Across the other side of the pond, the economic situation is even more concerning. “Europe is flattish and I wouldn’t be surprised to see zero numbers [for growth] or maybe even modestly negative. Every week it’s something different so last week we were worried about Berlusconi, now everybody is worried about whether Italy is going to pose a new crisis but generally the economies are not good in Europe,” he explains.

“The cities in Europe which are most benefited from by international travel – Paris and London – are doing the best [while] those dependant on the local economies are doing the worst. China is recovering and we are seeing some steady growth after the transitional government,” he adds.

In spite of the gloomy economic outlook, Sorenson remains optimistic about Marriott’s performance for the year ahead and beyond. “There is a broad question across the globe about whether this recovery is similar to other recoveries or not but by and large our data shows it is similar,” he says.
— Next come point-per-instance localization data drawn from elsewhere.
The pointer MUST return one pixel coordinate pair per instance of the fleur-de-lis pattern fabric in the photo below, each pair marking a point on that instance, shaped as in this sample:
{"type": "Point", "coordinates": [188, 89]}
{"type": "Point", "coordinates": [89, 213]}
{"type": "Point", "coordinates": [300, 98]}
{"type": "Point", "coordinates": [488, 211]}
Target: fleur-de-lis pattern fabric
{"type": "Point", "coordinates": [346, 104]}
“We saw in 2008 and 2009 as bad a performance as the industry has ever known — our RevPAR was down about 20 percent,” he adds.

“I think the concerns now are where we have fallen so far, how long it will take us to go back. What we are seeing is very much the same as what we have seen in other recoveries; we have seen a building of occupancy first and six months after occupancy grew we started to see rate growth. We’ve seen high single-digit RevPAR growth every year in 2011, 2012 and we think it will be the same in 2013, so broadly it’s a good story.”

The last few years may have been a rocky road for Sorenson, but if the global economy keeps ticking over, Marriott International looks set for a strong 2013.